Neil Postman offers a discussion of what the value of the American public educational system is and should be. Postman refers to these values as “narratives”. He begins by evaluating the purpose of values or “gods” in life, culture and schools. Postman argues “without a purpose, schools are houses of detention, not attention” (Postman, 7). According to the book, the current three “gods” of education are: Economic Utility, Consumership, and Technology. The gods of Economic Utility and Consumership prepare students for the life they will have as an adult (to make money, to buy things) and the god of Technology creates an educational world outside the classroom that schools fail to utilize as a powerful resource. Postman offers his own suggestions about what the value of school should be by focusing on a narrative that speaks to the true value of humanity. In part two of the book, he discusses what he believes should be the fundamental teachings of public education. One of these includes viewing the world as “Spaceship Earth” which Postman explains would elicit a since of world ownership in students. If our youth saw themselves as part of a collective whole, they would be more willing to work together towards environmental issues, peace, etc. Postman also offers a curriculum based on the “Fallen Angel” approach: teach subjects by first teaching their histories. Through an examination of human trial, error, and ever changing thought, we can truly examine what “humanity” is and learn that mistakes are inevitable. Postman addresses the issue of diversity in education by communicating the importance of teaching culture through the history of American English and concludes his discussion with thoughts on the English language in general.

My Response:
Honestly, it took me a while to “get into” this book. Postman frequently switches back and forth between deep philosophical discussion and sarcastic comments which caused me to stop a few times and examine whether he was being serious or offering commentary on a current (usually political) situation. Style aside, I was struck by Postman’s ability to pinpoint the current value of our public educational system. During this reading, I asked a few students what they felt the purpose of education was… all responded in some way that echoed Postman’s theory: school is about job preparation and getting kids ready to make money. My concern with the solutions offered in the book is that these are passions of Postmans’, but not necessarily matters that most people would find essential or even necessary. I am curious to know how he envisioned public schools operating from a management level to better understand his ideas of how schools would function. Postman’s book reminds me of a recent conversation our entire staff had about a decision to “go charter”. After discussing many concerns over job security, etc., we finally started to talk about the meat “charter”: what could we do differently? Although the charter conversation was quickly dropped, it brought up a huge question, what was the vision for our school? I feel in many ways that although I’m not in total agreement with Postman, he brings up the same question, what is the vision for our schools?

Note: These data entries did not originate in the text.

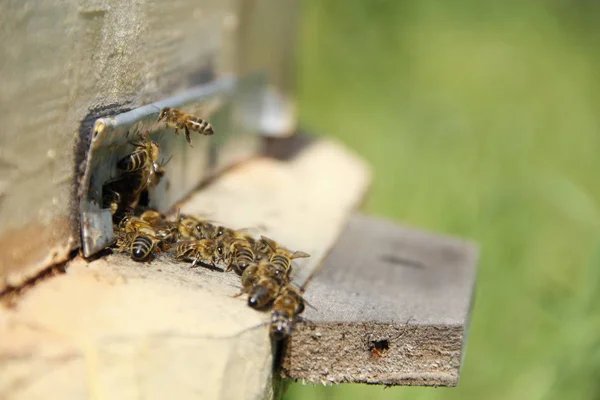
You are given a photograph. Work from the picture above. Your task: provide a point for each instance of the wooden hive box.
(391, 303)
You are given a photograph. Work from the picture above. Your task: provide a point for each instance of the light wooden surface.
(113, 328)
(402, 290)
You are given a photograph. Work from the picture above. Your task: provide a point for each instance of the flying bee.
(144, 156)
(286, 307)
(264, 291)
(142, 247)
(199, 251)
(180, 120)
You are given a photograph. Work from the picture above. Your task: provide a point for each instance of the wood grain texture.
(392, 307)
(65, 63)
(113, 328)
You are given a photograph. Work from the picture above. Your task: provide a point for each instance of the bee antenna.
(255, 326)
(167, 161)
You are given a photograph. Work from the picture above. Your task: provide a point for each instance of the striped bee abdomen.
(141, 247)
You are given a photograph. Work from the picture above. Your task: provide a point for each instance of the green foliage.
(480, 120)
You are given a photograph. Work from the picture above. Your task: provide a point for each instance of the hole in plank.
(378, 348)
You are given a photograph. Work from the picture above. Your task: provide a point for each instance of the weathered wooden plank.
(113, 328)
(65, 63)
(392, 307)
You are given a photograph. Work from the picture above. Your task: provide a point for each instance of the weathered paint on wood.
(392, 307)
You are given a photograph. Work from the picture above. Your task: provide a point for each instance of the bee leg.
(187, 135)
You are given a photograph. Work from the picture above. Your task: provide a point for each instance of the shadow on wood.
(392, 308)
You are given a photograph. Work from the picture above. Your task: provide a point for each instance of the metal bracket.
(234, 107)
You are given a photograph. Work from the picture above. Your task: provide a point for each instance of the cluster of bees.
(264, 265)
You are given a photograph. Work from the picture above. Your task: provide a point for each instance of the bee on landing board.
(286, 307)
(138, 237)
(166, 231)
(179, 120)
(241, 254)
(199, 251)
(281, 256)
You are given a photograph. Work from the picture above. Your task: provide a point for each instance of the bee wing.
(250, 230)
(299, 254)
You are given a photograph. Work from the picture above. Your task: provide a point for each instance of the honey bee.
(262, 282)
(111, 199)
(166, 231)
(143, 165)
(142, 246)
(286, 307)
(144, 156)
(180, 120)
(263, 292)
(281, 256)
(199, 251)
(241, 255)
(138, 237)
(123, 241)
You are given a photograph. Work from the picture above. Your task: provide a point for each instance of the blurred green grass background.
(480, 120)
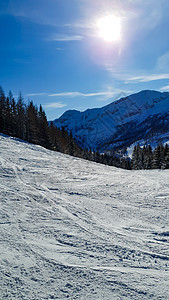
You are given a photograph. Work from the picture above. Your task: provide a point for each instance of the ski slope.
(73, 229)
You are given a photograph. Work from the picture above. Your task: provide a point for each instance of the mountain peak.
(120, 123)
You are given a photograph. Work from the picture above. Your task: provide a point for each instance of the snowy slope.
(73, 229)
(144, 115)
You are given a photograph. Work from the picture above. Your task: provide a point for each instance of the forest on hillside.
(29, 123)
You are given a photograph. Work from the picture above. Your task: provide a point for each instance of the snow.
(99, 127)
(73, 229)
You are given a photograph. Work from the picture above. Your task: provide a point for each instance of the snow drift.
(75, 229)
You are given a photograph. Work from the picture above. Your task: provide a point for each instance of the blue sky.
(51, 51)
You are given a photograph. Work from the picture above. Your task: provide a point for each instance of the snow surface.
(100, 128)
(73, 229)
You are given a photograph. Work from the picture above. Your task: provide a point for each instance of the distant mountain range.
(141, 117)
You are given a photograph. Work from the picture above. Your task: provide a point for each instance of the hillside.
(72, 229)
(143, 116)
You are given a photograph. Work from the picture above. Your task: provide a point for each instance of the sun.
(109, 28)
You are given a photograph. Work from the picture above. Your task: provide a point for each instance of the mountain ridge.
(140, 116)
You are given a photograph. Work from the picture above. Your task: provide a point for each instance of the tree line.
(29, 122)
(146, 158)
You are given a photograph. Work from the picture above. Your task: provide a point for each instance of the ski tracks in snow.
(72, 229)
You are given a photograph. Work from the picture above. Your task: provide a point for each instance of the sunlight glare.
(109, 28)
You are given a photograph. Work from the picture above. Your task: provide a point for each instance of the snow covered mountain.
(141, 116)
(72, 229)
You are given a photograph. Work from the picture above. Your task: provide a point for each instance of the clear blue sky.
(52, 52)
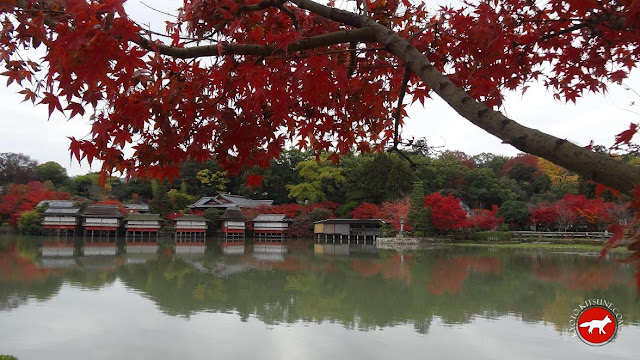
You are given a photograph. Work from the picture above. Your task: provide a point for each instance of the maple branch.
(403, 90)
(313, 42)
(265, 4)
(598, 167)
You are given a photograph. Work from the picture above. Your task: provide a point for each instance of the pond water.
(446, 302)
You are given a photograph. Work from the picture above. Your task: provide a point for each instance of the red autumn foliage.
(524, 159)
(446, 212)
(366, 211)
(19, 198)
(593, 278)
(483, 219)
(391, 211)
(448, 275)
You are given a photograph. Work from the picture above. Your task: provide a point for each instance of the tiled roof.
(62, 211)
(133, 217)
(190, 218)
(138, 207)
(228, 201)
(108, 211)
(233, 214)
(351, 221)
(57, 203)
(271, 218)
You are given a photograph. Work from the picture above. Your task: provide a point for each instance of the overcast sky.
(26, 129)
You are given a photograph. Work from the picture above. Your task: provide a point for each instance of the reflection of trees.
(454, 285)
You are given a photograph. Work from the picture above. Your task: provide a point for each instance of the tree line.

“All children enter school as question marks and leave as periods… Someone obviously feels that the American Creed is an exclamation point, a finished product, a settled issue… I propose, then, the story of America as an experiment, a perpetual and fascinating question mark… The only thing we have to fear is that someone will insist on putting in an exclamation point when we are not yet finished” (70-74).

“I would suggest a different metaphor: teachers as error detectors who hope to extend the intelligence of students by helping them reduce the mistakes in their knowledge and skills” (120).

“There is nothing more human than the stories of our errors and how we have managed to overcome them, and then fallen into error again, and continued our efforts to make corrections- stories without end” (124).

“I am keeping in mind that the purpose of public education is to help the young transcend individual identity by finding inspiration in the story of humanity” (171).

Clarifying: Why did Postman choose to refer to the values of education as “narratives”? I suppose he wanted to reinforce the idea that they are an ever changing “story”, however the term confused me…

Postman writes “Free human dialogue, wandering wherever the agility of the mind allows, lies at the heart of education” (27), however he recommends/suggests/demands that students learn certain things presented by specific people… won’t his suggestions simply become the new set of “standards”? Where does he propose “wandering minds” fit into his picture of education?